The second theory of liability asserted against Edison is negligent hiring and supervision. [*4]The movants' evidentiary submissions have established the following facts. Since 2009, Forsano has been a New York State certified home health aide. For three months prior to the alleged assault, Forsano had been providing home health care services to plaintiff's mother as Edison's employee. Neither plaintiff nor her mother made any complaints regarding the care provided by Forsano prior to the alleged assault.

Bronson, in her capacity as Director of Patient Service for Edison, reviewed Forsano's personnel file maintained by Edison in the ordinary course of its business. The file contained the results of Forsano's background check of her license, work history, employment references and criminal history.

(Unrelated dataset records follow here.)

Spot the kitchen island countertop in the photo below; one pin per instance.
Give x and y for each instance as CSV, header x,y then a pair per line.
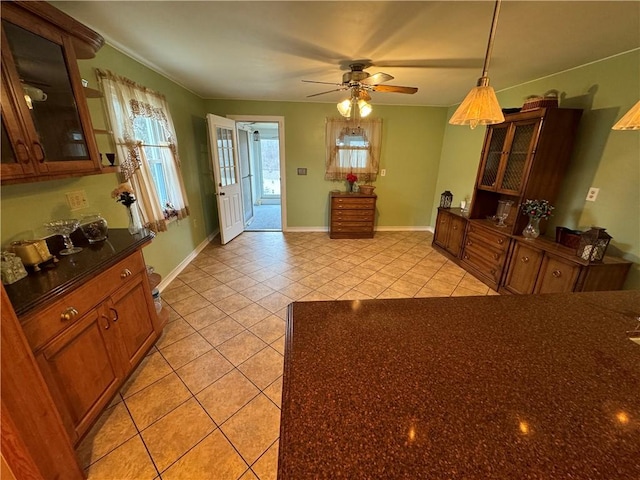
x,y
502,387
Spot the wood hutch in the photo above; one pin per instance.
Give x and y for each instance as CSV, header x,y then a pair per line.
x,y
525,157
71,335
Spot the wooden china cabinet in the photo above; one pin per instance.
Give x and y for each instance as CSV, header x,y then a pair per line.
x,y
525,157
46,127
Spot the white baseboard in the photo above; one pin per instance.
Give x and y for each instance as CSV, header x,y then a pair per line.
x,y
176,271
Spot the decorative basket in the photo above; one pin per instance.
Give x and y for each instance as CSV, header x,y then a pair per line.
x,y
533,102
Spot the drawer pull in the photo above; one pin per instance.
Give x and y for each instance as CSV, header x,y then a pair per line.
x,y
69,314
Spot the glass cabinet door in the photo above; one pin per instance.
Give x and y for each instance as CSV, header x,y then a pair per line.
x,y
518,155
48,95
493,157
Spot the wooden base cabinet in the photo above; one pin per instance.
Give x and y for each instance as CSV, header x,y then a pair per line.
x,y
542,266
449,231
352,215
485,252
89,341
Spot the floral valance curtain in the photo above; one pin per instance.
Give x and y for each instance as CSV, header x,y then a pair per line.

Bronson concluded that before Forsano was employed by Edison, she was already certified as a home health aide and had no prior arrests or convictions.

Nothing contained in Forsano's personnel file and nothing pertaining to Forsano's conduct prior to the alleged assault gave Edison or Revival notice of Forsano's propensity to act in a violent fashion. Edison and Revival have made a prima facie showing that they neither knew or should have known that Forsano had a propensity to engage in the conduct which caused plaintiff's alleged injury (Hoffman v Verizon Wireless, Inc. 125 AD3d 806 [2nd Dept 2015]). In opposition the plaintiff failed to raise a triable issue of fact.



CONCLUSION

Nae Edison LLC and Gamzel NY, Inc.'s joint motion for an order granting summary judgment in their favor and dismissing the complaint is denied.

The foregoing constitutes the decision and order of this Court.

Footnotes

Footnote 1:By decision and order dated October 14, 21016, the movants' prior motion for summary judgment filed under motion sequence number two was denied without prejudice for failure to annex a complete set of the pleadings. The order gave the movants until January 6, 2017 to correct the defect and file a motion seeking the same relief again. Accordingly, the motion is timely.